In a large mixing bowl, whisk together flour, granulated sugar, and salt. Cut in the cold cubed butter until the mixture resembles coarse crumbs with pea-sized pieces of butter.
Drizzle in ice water one tablespoon at a time, mixing gently until the dough just comes together. Divide into two discs (one slightly larger), wrap in plastic, and refrigerate for at least 1 hour.
Peel, core, and slice apples into ¼-inch thick slices. Toss with lemon juice and zest. Mix sugars, flour, cinnamon, and nutmeg, then coat the apples evenly. Set aside.
Roll out the larger dough disc on a lightly floured surface to a 12-inch circle.
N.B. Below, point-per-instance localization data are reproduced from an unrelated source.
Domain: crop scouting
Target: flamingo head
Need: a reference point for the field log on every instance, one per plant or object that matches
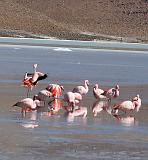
(37, 102)
(117, 87)
(96, 86)
(87, 82)
(137, 101)
(35, 65)
(62, 88)
(114, 111)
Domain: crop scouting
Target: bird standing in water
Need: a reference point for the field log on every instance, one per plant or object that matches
(31, 79)
(82, 89)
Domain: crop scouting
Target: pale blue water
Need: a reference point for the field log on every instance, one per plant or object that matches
(105, 67)
(38, 136)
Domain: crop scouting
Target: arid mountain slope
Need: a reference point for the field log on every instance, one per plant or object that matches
(76, 19)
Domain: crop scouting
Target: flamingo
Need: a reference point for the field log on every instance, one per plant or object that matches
(43, 95)
(82, 89)
(31, 79)
(112, 92)
(72, 99)
(81, 111)
(129, 105)
(27, 104)
(55, 89)
(99, 106)
(98, 93)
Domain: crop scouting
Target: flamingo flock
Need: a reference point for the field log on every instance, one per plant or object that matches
(55, 98)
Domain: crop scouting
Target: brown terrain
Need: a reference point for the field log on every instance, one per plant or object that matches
(125, 20)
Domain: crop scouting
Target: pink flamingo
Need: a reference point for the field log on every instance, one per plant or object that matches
(55, 89)
(72, 99)
(27, 104)
(31, 79)
(82, 89)
(112, 92)
(44, 95)
(81, 111)
(98, 93)
(134, 104)
(99, 106)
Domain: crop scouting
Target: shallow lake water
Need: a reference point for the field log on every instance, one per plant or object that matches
(39, 135)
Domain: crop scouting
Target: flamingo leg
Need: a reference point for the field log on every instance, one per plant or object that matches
(28, 92)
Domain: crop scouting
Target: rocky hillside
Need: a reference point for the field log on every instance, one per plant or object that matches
(75, 19)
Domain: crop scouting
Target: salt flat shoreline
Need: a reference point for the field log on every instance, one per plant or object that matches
(111, 45)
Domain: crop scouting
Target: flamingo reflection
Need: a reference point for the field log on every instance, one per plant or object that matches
(99, 106)
(126, 120)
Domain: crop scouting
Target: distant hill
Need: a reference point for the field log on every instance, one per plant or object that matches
(75, 19)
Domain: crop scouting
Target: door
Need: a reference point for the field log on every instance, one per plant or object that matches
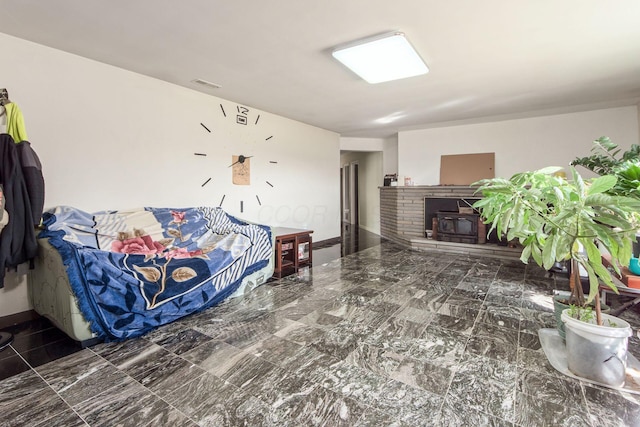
(349, 190)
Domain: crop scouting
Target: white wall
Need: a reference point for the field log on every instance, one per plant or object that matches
(390, 161)
(113, 139)
(523, 144)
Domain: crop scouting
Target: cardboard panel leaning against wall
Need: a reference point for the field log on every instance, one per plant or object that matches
(465, 169)
(519, 144)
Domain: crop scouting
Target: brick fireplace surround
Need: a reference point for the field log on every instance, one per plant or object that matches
(402, 219)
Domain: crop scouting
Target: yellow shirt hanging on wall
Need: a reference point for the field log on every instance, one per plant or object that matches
(15, 123)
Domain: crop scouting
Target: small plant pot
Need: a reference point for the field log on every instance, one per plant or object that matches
(558, 308)
(597, 353)
(559, 305)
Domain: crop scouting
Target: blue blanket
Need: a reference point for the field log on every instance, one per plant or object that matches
(133, 271)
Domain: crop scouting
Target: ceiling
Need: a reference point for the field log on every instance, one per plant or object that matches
(488, 60)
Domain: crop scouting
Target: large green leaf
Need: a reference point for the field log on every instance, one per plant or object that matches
(602, 184)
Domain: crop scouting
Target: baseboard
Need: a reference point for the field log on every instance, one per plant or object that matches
(14, 319)
(327, 242)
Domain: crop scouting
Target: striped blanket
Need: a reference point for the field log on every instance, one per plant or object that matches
(133, 271)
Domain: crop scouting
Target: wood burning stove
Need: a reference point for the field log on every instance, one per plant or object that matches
(457, 227)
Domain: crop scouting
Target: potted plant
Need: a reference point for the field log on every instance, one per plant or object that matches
(555, 219)
(608, 159)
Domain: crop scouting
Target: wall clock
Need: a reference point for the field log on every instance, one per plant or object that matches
(244, 143)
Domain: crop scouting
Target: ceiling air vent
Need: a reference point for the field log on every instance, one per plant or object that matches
(206, 83)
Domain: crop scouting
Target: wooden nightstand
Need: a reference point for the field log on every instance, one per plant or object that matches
(294, 249)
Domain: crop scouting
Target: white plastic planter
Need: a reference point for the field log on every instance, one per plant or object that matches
(597, 353)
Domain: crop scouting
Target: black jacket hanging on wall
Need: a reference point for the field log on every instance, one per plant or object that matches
(18, 238)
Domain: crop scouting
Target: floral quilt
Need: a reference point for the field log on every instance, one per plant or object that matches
(133, 271)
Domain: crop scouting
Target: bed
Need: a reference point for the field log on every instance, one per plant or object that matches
(114, 275)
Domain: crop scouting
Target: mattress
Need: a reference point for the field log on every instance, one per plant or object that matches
(51, 296)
Transfer to the 9-inch pie dish, trim overhang, and chill while preparing the top crust.
Roll out the second dough disc to a 12-inch circle for the top crust (or cut into strips for lattice). Chill until ready to assemble.
Preheat oven to 400°F with a baking sheet on the lower rack. Pour apple filling into the bottom crust, dot with butter pieces, and mound slightly in the center.
Place top crust over filling, trim and crimp edges. Cut vents if using a solid crust. Brush with egg wash and sprinkle with coarse sugar.
Bake at 400°F for 20 minutes, then reduce to 375°F and bake 35-45 minutes until crust is deep golden and filling bubbles. Tent edges with foil if needed.
Cool pie on a wire rack for at least 3-4 hours before slicing to allow filling to set.